Jazz Societies, Part 1 briefly traced the preservation and interpretation of jazz from the oral history of its West African roots through academic and cultural institutions. The article included an overview of jazz societies and foundations that further the fostering of jazz education. The organizations vary in scope, size and objectives with some dedicated to particular artists—such as the John Coltrane Foundation—and others devoted to the broader genre. We singled-out Shirley Martin, the Executive Director of The Skipp Pearson Jazz Legacy Foundation in Part I and received an education on the under-recognized saxophonist who worked with Wynton Marsalis, Miles Davis, Sam Cooke and many others. Pearson even sat in with John Lennon and Paul McCartney during a pre-Beatles gig in Liverpool. In Part II, we will compare some jazz societies from across the U.S.

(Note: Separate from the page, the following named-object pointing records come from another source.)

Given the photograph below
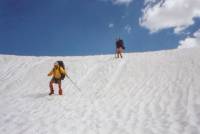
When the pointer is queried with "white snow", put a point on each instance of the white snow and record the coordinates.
(144, 93)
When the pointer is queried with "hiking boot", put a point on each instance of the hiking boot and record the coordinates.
(60, 92)
(51, 92)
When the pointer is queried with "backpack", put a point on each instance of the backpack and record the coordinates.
(61, 64)
(120, 44)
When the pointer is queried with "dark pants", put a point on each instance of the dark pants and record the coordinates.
(56, 81)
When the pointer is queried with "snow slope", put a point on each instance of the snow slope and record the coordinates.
(144, 93)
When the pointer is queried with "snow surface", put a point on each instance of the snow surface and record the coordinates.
(144, 93)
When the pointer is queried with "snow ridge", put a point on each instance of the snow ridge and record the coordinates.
(144, 93)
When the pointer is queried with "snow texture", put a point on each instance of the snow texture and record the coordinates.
(144, 93)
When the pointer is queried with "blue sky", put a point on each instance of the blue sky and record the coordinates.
(88, 27)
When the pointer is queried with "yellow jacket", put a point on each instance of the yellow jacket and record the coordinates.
(56, 72)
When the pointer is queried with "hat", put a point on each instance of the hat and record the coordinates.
(56, 64)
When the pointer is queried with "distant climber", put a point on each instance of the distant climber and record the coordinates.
(58, 72)
(119, 48)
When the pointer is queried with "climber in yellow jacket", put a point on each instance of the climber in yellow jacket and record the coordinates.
(56, 73)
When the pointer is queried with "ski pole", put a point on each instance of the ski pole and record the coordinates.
(73, 83)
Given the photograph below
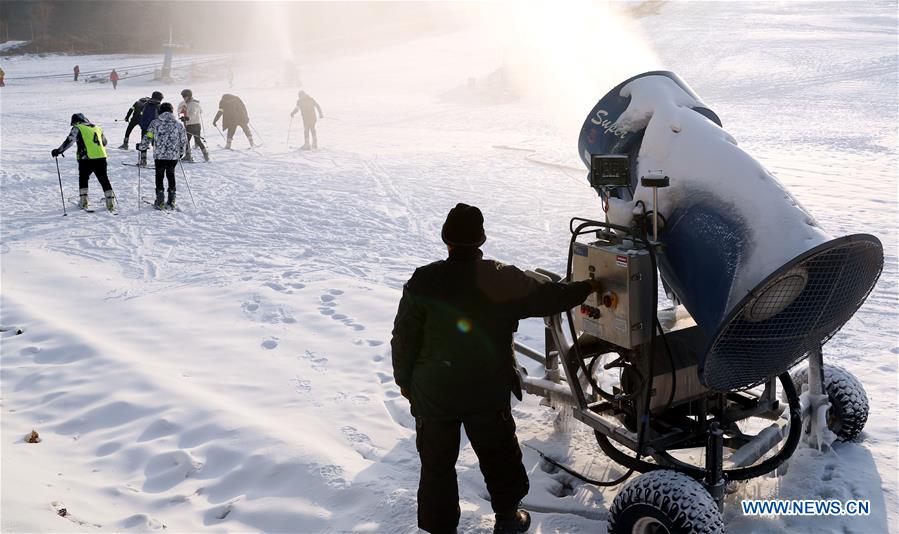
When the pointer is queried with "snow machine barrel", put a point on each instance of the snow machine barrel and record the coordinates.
(764, 282)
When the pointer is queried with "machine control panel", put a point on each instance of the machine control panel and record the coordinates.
(621, 313)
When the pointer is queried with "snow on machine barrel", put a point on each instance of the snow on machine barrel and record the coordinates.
(758, 287)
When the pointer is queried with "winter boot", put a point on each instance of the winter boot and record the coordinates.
(110, 200)
(83, 202)
(519, 522)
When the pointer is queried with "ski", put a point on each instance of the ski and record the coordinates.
(147, 200)
(77, 204)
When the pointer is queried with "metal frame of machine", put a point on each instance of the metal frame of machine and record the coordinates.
(658, 406)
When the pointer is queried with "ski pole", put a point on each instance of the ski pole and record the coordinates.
(184, 174)
(261, 140)
(61, 196)
(289, 126)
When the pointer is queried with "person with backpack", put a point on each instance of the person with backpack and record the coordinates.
(169, 139)
(91, 153)
(147, 115)
(190, 113)
(233, 114)
(307, 106)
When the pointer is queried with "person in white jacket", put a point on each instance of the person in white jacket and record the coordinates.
(191, 113)
(169, 139)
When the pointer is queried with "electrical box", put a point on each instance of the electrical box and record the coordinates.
(621, 313)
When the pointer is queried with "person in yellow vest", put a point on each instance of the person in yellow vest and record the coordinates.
(91, 153)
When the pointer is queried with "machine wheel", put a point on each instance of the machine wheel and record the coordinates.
(664, 501)
(848, 402)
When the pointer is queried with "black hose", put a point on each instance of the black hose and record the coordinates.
(575, 474)
(742, 473)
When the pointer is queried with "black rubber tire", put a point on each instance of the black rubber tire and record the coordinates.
(675, 501)
(848, 400)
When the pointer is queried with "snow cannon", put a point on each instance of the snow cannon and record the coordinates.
(755, 270)
(756, 287)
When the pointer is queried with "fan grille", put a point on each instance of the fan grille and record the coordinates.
(837, 277)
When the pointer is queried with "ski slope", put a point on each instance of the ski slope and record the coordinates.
(227, 368)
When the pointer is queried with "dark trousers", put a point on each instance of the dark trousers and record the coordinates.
(309, 128)
(233, 128)
(195, 131)
(165, 167)
(492, 437)
(97, 167)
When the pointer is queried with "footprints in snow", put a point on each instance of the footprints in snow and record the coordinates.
(318, 362)
(264, 312)
(328, 306)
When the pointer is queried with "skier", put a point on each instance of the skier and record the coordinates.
(91, 154)
(453, 359)
(190, 113)
(147, 114)
(169, 139)
(233, 114)
(133, 118)
(307, 105)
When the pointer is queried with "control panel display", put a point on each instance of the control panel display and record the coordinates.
(610, 171)
(621, 313)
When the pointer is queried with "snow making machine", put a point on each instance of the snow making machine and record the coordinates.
(757, 288)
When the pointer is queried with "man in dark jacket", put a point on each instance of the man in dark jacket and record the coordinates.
(307, 106)
(453, 359)
(233, 114)
(133, 118)
(147, 115)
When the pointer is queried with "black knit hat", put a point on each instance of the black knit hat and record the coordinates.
(464, 227)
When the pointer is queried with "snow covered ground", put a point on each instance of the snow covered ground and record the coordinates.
(227, 367)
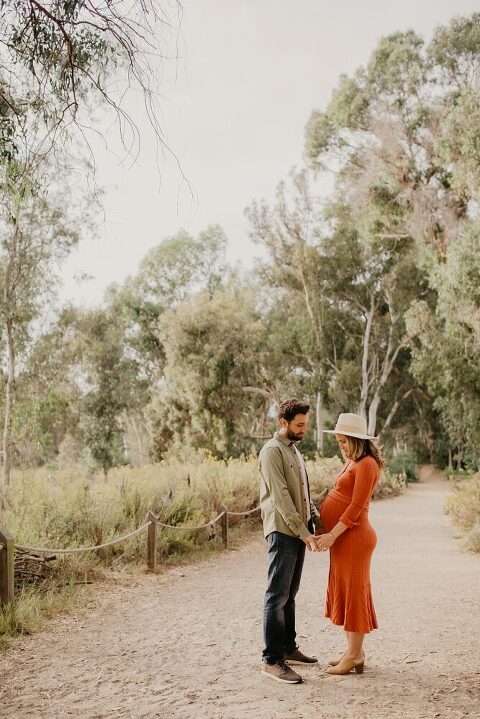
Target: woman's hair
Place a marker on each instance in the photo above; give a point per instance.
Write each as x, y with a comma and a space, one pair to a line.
358, 448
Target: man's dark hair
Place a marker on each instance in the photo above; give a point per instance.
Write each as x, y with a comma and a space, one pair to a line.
291, 407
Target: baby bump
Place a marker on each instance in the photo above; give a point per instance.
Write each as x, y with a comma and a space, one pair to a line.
331, 511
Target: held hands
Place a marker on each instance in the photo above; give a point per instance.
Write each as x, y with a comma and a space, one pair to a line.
324, 541
311, 543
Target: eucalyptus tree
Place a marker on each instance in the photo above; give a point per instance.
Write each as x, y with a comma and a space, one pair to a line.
35, 235
401, 136
61, 65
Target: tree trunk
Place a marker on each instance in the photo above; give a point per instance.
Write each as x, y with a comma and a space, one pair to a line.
8, 405
362, 407
372, 414
318, 423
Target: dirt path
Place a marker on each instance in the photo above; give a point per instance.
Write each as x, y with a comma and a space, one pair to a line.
186, 644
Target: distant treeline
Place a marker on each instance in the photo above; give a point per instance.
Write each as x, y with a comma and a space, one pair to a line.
369, 300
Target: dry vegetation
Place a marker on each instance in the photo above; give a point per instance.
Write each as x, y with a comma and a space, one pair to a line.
72, 509
464, 507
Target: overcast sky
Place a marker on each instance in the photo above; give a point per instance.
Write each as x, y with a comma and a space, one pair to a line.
235, 106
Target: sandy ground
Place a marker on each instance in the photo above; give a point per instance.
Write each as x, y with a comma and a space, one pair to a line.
187, 643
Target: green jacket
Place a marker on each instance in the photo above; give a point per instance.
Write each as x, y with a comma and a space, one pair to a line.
282, 497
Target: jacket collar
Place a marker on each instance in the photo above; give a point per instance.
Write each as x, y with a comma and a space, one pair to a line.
284, 440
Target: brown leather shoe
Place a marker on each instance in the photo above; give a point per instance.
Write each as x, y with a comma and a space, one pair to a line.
281, 672
346, 665
298, 657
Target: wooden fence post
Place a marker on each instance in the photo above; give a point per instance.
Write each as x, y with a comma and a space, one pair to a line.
7, 552
225, 527
152, 542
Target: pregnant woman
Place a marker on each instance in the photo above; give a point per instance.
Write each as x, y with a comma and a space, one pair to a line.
351, 540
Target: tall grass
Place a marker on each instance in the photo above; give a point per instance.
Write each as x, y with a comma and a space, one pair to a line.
69, 508
464, 507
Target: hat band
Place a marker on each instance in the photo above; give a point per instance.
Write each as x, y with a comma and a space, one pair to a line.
350, 428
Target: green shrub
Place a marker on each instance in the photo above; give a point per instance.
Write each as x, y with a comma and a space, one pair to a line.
403, 463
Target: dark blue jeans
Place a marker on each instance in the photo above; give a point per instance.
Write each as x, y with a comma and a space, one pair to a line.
285, 563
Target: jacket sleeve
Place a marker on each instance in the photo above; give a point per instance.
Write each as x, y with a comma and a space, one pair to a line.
271, 467
366, 477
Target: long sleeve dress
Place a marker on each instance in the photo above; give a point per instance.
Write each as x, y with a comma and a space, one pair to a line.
349, 600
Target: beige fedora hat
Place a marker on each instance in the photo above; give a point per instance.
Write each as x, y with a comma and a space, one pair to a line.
352, 425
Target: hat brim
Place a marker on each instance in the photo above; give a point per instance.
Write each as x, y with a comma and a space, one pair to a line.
348, 434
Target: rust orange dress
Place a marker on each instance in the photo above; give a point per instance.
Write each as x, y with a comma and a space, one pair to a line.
349, 597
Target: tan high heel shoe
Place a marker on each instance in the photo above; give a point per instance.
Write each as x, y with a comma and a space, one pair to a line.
345, 666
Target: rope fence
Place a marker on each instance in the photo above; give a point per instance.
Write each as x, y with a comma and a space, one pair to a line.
7, 545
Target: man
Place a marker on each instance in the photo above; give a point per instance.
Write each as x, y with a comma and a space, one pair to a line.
289, 518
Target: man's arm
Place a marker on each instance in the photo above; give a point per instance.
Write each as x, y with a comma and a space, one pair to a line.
271, 467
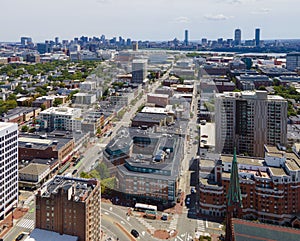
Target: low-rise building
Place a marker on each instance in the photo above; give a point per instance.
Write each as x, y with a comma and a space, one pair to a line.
159, 100
70, 206
147, 164
60, 118
269, 186
33, 175
45, 147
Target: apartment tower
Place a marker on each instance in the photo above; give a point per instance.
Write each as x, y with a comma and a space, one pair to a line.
8, 168
249, 120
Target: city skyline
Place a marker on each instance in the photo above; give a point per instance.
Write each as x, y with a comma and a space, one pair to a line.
208, 19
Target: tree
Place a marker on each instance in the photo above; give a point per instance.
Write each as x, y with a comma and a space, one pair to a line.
57, 102
43, 107
262, 87
102, 170
32, 130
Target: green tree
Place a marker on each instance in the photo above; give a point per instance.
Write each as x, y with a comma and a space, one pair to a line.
43, 107
57, 102
32, 130
102, 170
24, 128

In late 2019 I interviewed Kevin Lee of The Mystic Order of the Jazz Obsessed (MOJO), Bobbie Vance of the Space Coast Jazz Society in Melbourne, Florida, and Rita Zwern of the Los Angeles Jazz Society. Mobile, Alabama has claimed the title of "Mother of Mystics" since at least the 1830s. The city's Mardi Gras celebration and Creole Carnivals pre-date the familiar New Orleans celebration by fifteen years, having begun in 1703. The following year Mobile saw its first of dozens of mystic societies: the Societé de Saint Louise. These mystic societies participated in the Mardi Gras parades as Mobile's version of the New Orleans krewes. When Mobile's Lee founded the The Mystic Order of the Jazz Obsessed in 2001, he based the name on the city's heritage and his love of jazz. The Space Coast Jazz Society was originally named the "Cocoa Beach Jazz Club" when founded in 1984. Bobbie Vance explains "Later, the Board of Directors changed it to the "Jazz Society of Brevard." Then, it evolved into the "Space Coast Jazz Society" because people were coming from outside of the county and surrounding areas plus this area is most widely known as the "Space Coast" because of NASA and the Kennedy Space Center. Simply put, the name change was more accurate and provided better name recognition."

Missions

I asked each of the societies' representatives to give an example of what their organization was doing to preserve jazz.

LAJS: "is working to preserve jazz primarily through its free jazz education and support: Jazz in Schools: Every year over 16,000 elementary school children are introduced to the joy of jazz with free jazz education concerts presented in schools during the month of February, Black History Month. They learn about jazz, its history, styles and instruments in an exciting interactive concert performed by professional musicians. Jazz in Schools is a three-part sequential program beginning with a pre-concert teacher preparation package and a concert follow-up reinforcement package." LAJS facilitates the Bill Green Mentorship Program, arranging auditions for selected high school music students. Those designated receive training in advanced music techniques from professional musicians/educators and conclude with a recording session. The society's 'New Note' program offers annual commissions to young jazz musicians/composers to create a new work which is premiered at the Angel City Jazz Festival. The LAJS also presents a series of concerts events during the year. The Jazz Tribute Awards to recognize and honor artists for their contributions to jazz; The Vibe Summit, a concert 'performed by great jazz vibraphone artists who come from all over the West,' and the L.A. Jazz Treasure Award Concert: 'In conjunction with the L.A. County Museum of Art (LACMA), the L.A. Jazz Treasure Award is presented to a jazz musician who has brought honor to the City of Los Angeles and deserves recognition.'"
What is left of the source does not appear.